Jon: I found her campaign pretty exciting, thought her energy in set-piece situations, like her kickoff speech, hearings, and debate No. 1, was pretty great. She just made a lot of errors, like going back and forth on Bernie’s health-care plan like four times — ripping off the Band-Aid, reapplying it, ripping it off again.
Ben: True, she did seem more promising at the beginning. And no doubt she’s great in hearings.
Ed: On paper, she had a good electability argument, and, as I noted earlier, she had a solid nomination strategy and did have that one good debate moment. And yeah, Jon’s right, her campaign started well. My doubts about her initially mostly involved her meh reputation here in California. Never quite seen a candidate who keeps winning elections over and over instill so little joy in her voters. But then I guess that was true of John Kerry, who did nearly get to be president.

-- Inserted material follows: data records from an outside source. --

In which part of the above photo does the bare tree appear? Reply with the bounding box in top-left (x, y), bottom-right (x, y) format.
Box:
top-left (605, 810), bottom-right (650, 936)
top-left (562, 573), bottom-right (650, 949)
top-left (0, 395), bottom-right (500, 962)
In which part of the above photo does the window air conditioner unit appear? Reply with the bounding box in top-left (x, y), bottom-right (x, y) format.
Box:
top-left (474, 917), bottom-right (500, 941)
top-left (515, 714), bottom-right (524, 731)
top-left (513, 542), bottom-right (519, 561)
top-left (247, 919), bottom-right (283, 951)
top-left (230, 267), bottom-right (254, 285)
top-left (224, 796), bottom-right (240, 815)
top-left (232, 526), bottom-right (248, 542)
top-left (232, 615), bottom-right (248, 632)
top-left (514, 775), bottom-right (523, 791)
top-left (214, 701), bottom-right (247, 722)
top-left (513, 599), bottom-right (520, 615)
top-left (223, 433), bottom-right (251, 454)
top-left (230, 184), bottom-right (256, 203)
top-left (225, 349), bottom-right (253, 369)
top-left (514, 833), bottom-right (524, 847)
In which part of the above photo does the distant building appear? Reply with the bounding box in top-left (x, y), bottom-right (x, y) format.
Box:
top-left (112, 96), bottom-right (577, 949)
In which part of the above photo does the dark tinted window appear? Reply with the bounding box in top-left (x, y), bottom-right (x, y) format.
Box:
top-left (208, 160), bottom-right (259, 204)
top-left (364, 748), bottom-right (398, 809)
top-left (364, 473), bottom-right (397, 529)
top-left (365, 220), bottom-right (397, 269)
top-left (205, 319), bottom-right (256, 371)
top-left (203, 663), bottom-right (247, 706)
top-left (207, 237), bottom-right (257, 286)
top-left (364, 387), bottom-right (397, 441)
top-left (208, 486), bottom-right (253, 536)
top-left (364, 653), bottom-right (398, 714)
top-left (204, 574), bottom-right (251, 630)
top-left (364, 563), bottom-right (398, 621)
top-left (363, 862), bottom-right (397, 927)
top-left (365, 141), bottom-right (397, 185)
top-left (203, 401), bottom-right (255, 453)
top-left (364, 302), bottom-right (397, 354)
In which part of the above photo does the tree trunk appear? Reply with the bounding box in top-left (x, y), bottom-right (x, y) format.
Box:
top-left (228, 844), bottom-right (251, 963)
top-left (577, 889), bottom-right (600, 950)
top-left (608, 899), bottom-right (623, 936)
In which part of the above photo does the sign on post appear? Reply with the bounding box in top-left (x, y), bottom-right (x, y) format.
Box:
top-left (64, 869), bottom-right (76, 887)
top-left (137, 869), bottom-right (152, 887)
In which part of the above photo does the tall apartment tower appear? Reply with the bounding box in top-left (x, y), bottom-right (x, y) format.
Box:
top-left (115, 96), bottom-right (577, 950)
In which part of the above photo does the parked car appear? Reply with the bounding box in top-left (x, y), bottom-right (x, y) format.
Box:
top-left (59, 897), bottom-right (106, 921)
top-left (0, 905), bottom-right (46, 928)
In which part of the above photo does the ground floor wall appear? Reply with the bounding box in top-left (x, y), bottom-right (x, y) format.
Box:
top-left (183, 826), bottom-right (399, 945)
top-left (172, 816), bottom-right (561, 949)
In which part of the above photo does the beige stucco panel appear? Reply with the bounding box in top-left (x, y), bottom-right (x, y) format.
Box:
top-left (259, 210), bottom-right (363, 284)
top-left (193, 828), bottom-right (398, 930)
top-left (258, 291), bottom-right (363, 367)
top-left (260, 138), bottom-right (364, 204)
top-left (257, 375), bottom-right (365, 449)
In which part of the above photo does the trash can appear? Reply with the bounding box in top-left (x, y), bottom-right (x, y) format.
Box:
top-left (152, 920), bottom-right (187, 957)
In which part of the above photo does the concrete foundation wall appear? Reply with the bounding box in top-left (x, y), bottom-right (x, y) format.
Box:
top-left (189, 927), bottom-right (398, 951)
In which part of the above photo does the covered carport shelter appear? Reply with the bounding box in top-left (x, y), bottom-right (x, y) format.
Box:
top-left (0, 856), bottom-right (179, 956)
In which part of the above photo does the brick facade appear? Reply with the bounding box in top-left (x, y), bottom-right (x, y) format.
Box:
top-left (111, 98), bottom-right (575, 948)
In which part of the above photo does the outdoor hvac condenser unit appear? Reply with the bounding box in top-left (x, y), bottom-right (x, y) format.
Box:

Ben: Seems true of many presidential candidates, in fact.
Ed: Anyway, I think we can agree that things went wrong, and yeah, the unforced errors on M4A seemed to be important. They were almost comically inept.
Jon: By the time she was calling for Twitter to suspend Trump, I was just face-palming.
Ed: To this day, I don’t understand what that was about.
Jon: People hate Trump’s tweets? So they decided to turn that into a proposal? I dunno.
Ben: If Harris’s campaign does flame out, as it seems on its way to doing, could you see her as a formidable candidate in a future presidential election?
Jon: Well, she could definitely be veep. Probably the front-runner if a white guy gets nominated. She might have trouble attracting donors and campaign talent to another race, though.
Ed: She’s 55, which means under the new Bernie/Biden age rules, she’s got at least five more cycles to think about it. Harris ’36!
Ben: Haha.
Ed: Damn, she could f- - -ing move to Iowa for real and run for the Senate there, maybe against a 100-year-old Chuck Grassley!